Zuma started his State of the Nation address 78 minutes after he was meant to begin, after an unprecedented and violent night of disruption and violence. And he spoke, in a sense, to himself: the opposition benches were largely empty.
How does the president come back from this real-time humiliation beamed into millions of homes to complete his term, which ends in 2019?
The president was humiliated and nervous as he started speaking, clearly rattled. Then he giggled once, and twice again, laughing nervously at MPs who were coughing, possibly after they had caught some gas fired near the National Assembly. The House of Parliament was broken and in pandemonium.
As he started speaking, bloodied MPs in red uniforms could be seen outside Parliament, hurt in a violent scuffle with Parliament's white-shirted guards who bundled them out of the National Assembly. On the markets, the Rand tanked at the sight of absolute chaos in South Africa's parliamentary chamber, before later rallying. Nearby, at the Grand Parade in Cape Town, where the ANC was planning a victory rally, violent scuffles broke out between competing political forces. It was a political disaster and a harbinger of potential instability for a country that has been largely peaceful since 1994.
Opposition and ruling party MPs swore violently at each other in scenes not seen since 1994, threatening the basis of South Africa's effective multi-party system. "F**k you, racist," screamed a member of the ANC at the DA's chief whip John Steenhuisen. "Get these dogs get out," said another ANC MP.
Back inside Parliament, a post-traumatic and shocked silence sat heavily over the august room. There was almost no rousing applause even when Zuma spoke about the legendary ANC leader Oliver Tambo to whom the night was dedicated. Did anybody hear the speech? It didn't sound like it as the shocked hush was broken only by perfunctory ANC applause each time the president mentioned a big number or project.

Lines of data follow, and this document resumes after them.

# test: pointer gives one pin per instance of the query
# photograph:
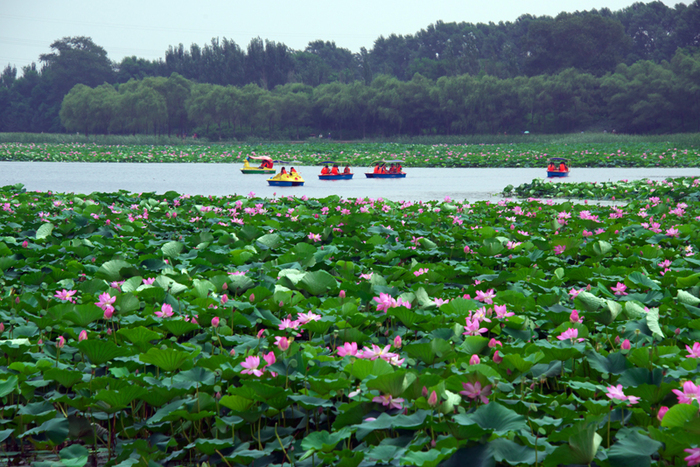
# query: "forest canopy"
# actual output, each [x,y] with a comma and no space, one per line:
[632,70]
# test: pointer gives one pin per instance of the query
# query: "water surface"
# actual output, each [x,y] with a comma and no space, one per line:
[225,179]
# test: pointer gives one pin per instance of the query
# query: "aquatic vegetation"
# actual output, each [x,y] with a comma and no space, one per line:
[227,330]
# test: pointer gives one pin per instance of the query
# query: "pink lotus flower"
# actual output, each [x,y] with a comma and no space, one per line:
[486,297]
[474,391]
[66,295]
[282,343]
[497,358]
[472,328]
[690,393]
[694,457]
[348,348]
[251,365]
[432,400]
[571,333]
[501,312]
[166,311]
[616,392]
[388,400]
[105,299]
[384,302]
[694,352]
[619,289]
[574,317]
[304,318]
[287,323]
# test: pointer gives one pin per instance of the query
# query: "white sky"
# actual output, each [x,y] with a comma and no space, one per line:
[146,28]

Earlier in Parliament Zuma had been called a "scoundrel", a "criminal", and "rotten to the core" by members of the EFF and the Democratic Alliance (DA). The EFF leader Julius Malema changed the party's stance from #paybackthemoney (the campaign to get Zuma to pay for personal renovations at his home at Nkandla) to #Zumamustgo.
Unlike previous years, the EFF did not disrupt alone but were joined by the official opposition, the DA, Cope and Agang. The night was like a contemporary staging of the tale of the naked emperor: the story of the leader who walks naked but whose citizens praise his clothes out of fear. Tonight, the emperor was stripped bare.